Hey! Thanks so much Simon :D 

I got the funk 8) , You got the funk 8) 
We got the funk 8) , They got the funk 8)


----------



## Alex W (Nov 24, 2004)

Very nice, really enjoyed it.

The bass touches on all the right notes, as does the rhodes.

The drums are mixed very well, 0:22 -> when the bongo comes in sounds great.


----------



## Patrick de Caumette (Nov 25, 2004)

Thanks Alex, glad you enjoyed it!

I added the bongos after Craig pointed out the lack of variations with the rhythm track.
The bongos is the only thing that is not in the Herbie's style but it made the rhythm section more interesting.


----------



## Patrick de Caumette (Nov 27, 2004)

tob said:


> hehe.. very cool!
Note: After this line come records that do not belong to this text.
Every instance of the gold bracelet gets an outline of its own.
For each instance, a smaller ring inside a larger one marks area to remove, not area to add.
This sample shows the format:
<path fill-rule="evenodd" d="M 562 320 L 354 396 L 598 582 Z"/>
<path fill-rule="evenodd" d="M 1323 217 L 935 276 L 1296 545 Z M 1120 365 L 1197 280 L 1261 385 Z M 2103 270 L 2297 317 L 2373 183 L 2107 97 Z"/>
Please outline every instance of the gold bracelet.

Love phasers.. really like all psychadelic stuff from the 70's. Just had a chance to play around with Zero-G's "Sounds of the 70's"... Those guys have really digged deep. They even put everything on vinyl and then back to digital to make it all authentic. Just have to rex it and get it into RMX now....
> /Tobias



Tob, do you actually mean that you are gonna go through gigs of samples and recycle them!?
That would probably take days, no?


----------



## Ned Bouhalassa (Nov 27, 2004)

I'm doing that REXing myself these days (BT's Breakz)... when I find the time. :shock: :roll:


----------



## Patrick de Caumette (Nov 27, 2004)

How much time does it take you to do one loop properly Ned?

Cause I know it is worth it considering RMX capabilities.
I guess a few loops at a time, every day... :(


----------



## Ned Bouhalassa (Nov 28, 2004)

Patrick de Caumette said:


> How much time does it take you to do one loop properly Ned?



Not that long actually, because BT is such a perfectionist. Some of the loops sound like they were already ReCycled by him. Some others already have a gated-feeling about them, so it's not like you're going to lose anything by ReCycling them! I just do a few a day, and not the whole library. I just choose the loops that I'm pretty sure I'll be using. One of the nice things about ReCycle is that if you're in test/audition mode (or whatever it's called), you can actually hear the results of radically changing the tempo. This allows you to see if your slicing is right or if you need to do smaller slices.


----------



## Patrick de Caumette (Nov 28, 2004)

Ned Bouhalassa said:


> Patrick de Caumette said:
> 
> 
> > How much time does it take you to do one loop properly Ned?
> ...



Cool. 
I've had Recycle for many years now but wasn't using it much anymore.
RMX is certainly changing that!


----------